Here at Women On 20s, an organization we formed to advocate for putting a woman on the $20 bill, the messages of congratulations have been coming in at a fast clip. Treasury Secretary Jacob Lew, according to news reports, will soon announce plans to leave Alexander Hamilton on the front of the $10 bill and put a woman’s portrait on the face of the $20, booting Andrew Jackson instead.
But we aren’t celebrating yet.
In those same news reports, government sources reveal that we won’t be seeing that $20 with a female portrait in circulation until 2030 or beyond. Yes, that’s more than 14 years. As usual, women are being asked to wait, and wait. It’s a wait we’re not willing to endure; we should be well beyond having to beg for something that should have happened a long time ago.
What would make this a true cause for celebration is for Lew to announce this week that he will fast-track the $20 note, putting it into production alongside the new $10, which is first in line, for security reasons. It took 140 years for women to secure the right to vote. It has been more than 100 years since a woman has been seen on the face of paper currency.
In this day and age, what possible reason could there be for not committing the resources necessary to make this happen? At this pace, we’ll have cancer cured before we see women honored alongside men in the pantheon of paper money.
Some might say we should be satisfied with plans to use the back side of two relatively minor bank notes — the $10 and the $5 — to depict group scenes of women’s activism, while preserving the front-of-the bill portraits of Hamilton and Lincoln respectively. In fact, we had commissioned just such a vignette for the flip side of the $20 that we hoped would feature Harriet Tubman on the portrait side, the choice of the 600,000 people who voted in our online poll last spring.
But with apologies to the (now-Pulitzer Prize winning) creator of the play “Hamilton” Lin-Manuel Miranda — who pressed Lew to leave Hamilton on the $10 — keeping the statesman front-side, with an assemblage of barely discernible women on the backside of the bill, is hardly a way to commemorate the centennial of women’s suffrage in 2020.
We have suggested before that perhaps a forward-thinking leader such as Hamilton would be the first to offer to share the front of his bill with a woman.
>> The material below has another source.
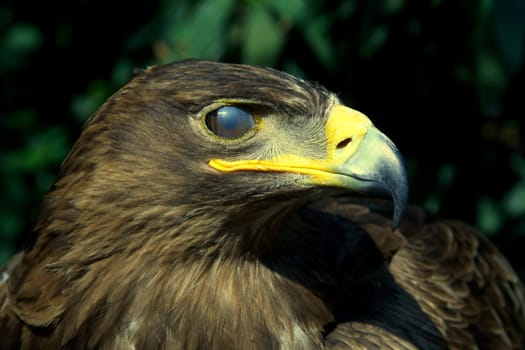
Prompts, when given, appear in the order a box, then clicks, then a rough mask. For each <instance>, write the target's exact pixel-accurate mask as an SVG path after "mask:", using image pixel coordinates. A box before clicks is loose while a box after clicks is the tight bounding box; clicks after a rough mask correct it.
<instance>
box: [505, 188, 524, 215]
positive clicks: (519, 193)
mask: <svg viewBox="0 0 525 350" xmlns="http://www.w3.org/2000/svg"><path fill="white" fill-rule="evenodd" d="M503 205H504V208H505V211H506V212H507V214H508V215H509V216H512V217H517V216H520V215H525V182H518V183H516V184H515V185H514V186H513V187H512V188H511V189H510V191H509V192H508V193H507V194H506V195H505V198H504V200H503Z"/></svg>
And that bill could be ready by 2020. But soon after — not 10 years later — Treasury should be ready to replace Jackson, the symbol of hate and intolerance (see Trail of Tears) who comes flying out of every ATM, with a woman like Tubman, who represents inclusion and freedom.
Exactly 10 months ago today, Lew promised the American people that he would put a woman front and center on the next redesigned U.S. bank note, the $10 bill by 2020, and a collective cheer could be heard from classrooms to workplaces nationwide.
He since has not only reneged on that pledge, but he is sending a message both here and abroad that women and their accomplishments are not important. In a Women On 20s video that went viral during our campaign last year, kindergarteners were frustrated and baffled when they couldn’t find a single bill with a woman’s face. “Girls are just as important as boys,” one girl shouted, throwing her hands in the air.
That’s right, Secretary Lew. Show girls that they rule, too. And don’t make them wait until they’re out of college. Make this a victory for the people of all ages who were inspired to participate in this open source currency design by giving them a woman’s bill soon.
At a time when both the U.S. Treasurer and the head of the Federal Reserve Board are women, this seems like a no-brainer. If the $20 bill were under threat of counterfeiters, our can-do country would marshal the resources and brainpower to overcome any technical hurdles and come up with a secure note in a hurry. We shouldn’t have to wait for a woman president to make this a priority.